Place 1/4 teaspoon of citric acid in each of the pint jars.  Add basil leaves or what you wish.  I keep my tomatoes simple because I don't know what will happen to them.

Pack the jars with the tomatoes, pressing them down as you do so, until they reach the shoulders of the jars.  Cover the tomatoes with the tomato juice.  Using a chopstick, or a bread knife, poke around the tomatoes until you are sure that there are no air bubbles.  Fill the jars with more juice if necessary so that there is 1/2 inch of room at the top.

Wipe down the tops of the jars with a wet paper towel so that they will make good contact with the lids.  Pour a few ladle-fulls of simmering water onto the lids to soften the rubber bands.  Place them on the jars, and screw the bands on finger tip tight.  It is the lids that create the seal, not the bands, but the bands have to keep the lids on during the processing time.

Now, carefully, so carefully!, place the jars into your canning pot.  Wait for the water to come to a boil again, now start your timer for 40 minutes.  Keep an eye on the pot so that there is always at least an inch of water above the jars.
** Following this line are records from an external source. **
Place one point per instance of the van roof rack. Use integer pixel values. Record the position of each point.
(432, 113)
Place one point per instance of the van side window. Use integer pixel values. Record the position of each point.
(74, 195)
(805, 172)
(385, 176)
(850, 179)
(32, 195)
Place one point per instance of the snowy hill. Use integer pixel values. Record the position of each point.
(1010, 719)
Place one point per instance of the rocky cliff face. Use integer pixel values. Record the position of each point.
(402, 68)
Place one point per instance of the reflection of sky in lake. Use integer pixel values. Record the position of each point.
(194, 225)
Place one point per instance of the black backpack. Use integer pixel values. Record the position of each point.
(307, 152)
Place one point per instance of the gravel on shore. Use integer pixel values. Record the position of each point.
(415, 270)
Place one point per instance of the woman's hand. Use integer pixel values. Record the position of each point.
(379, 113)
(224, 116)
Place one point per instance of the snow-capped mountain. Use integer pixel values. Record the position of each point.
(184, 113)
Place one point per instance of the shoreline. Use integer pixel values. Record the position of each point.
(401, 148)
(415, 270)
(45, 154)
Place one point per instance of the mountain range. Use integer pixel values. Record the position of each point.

When it's time, remove the jars, very, very carefully!  Place them on a towel on your counter (not a wooden surface, we have stains from our first attempts).  Now the fun part, they should all pop!  The most satisfying sound, letting you know that your jars have sealed, and you have tomatoes waiting for you.  Let them sit untouched for 12 hours, and check the seals.  They should be concave and not move when you press them down.  Then store them in the dark for up to a year.

Enjoy your labors!!


  1. This is my summer project. Since it's 80 degrees in Iowa today, I'm getting mentally prepared by reading these helpful posts!

  2. Good luck! It is a day of hard work that lasts all winter long. So worth it!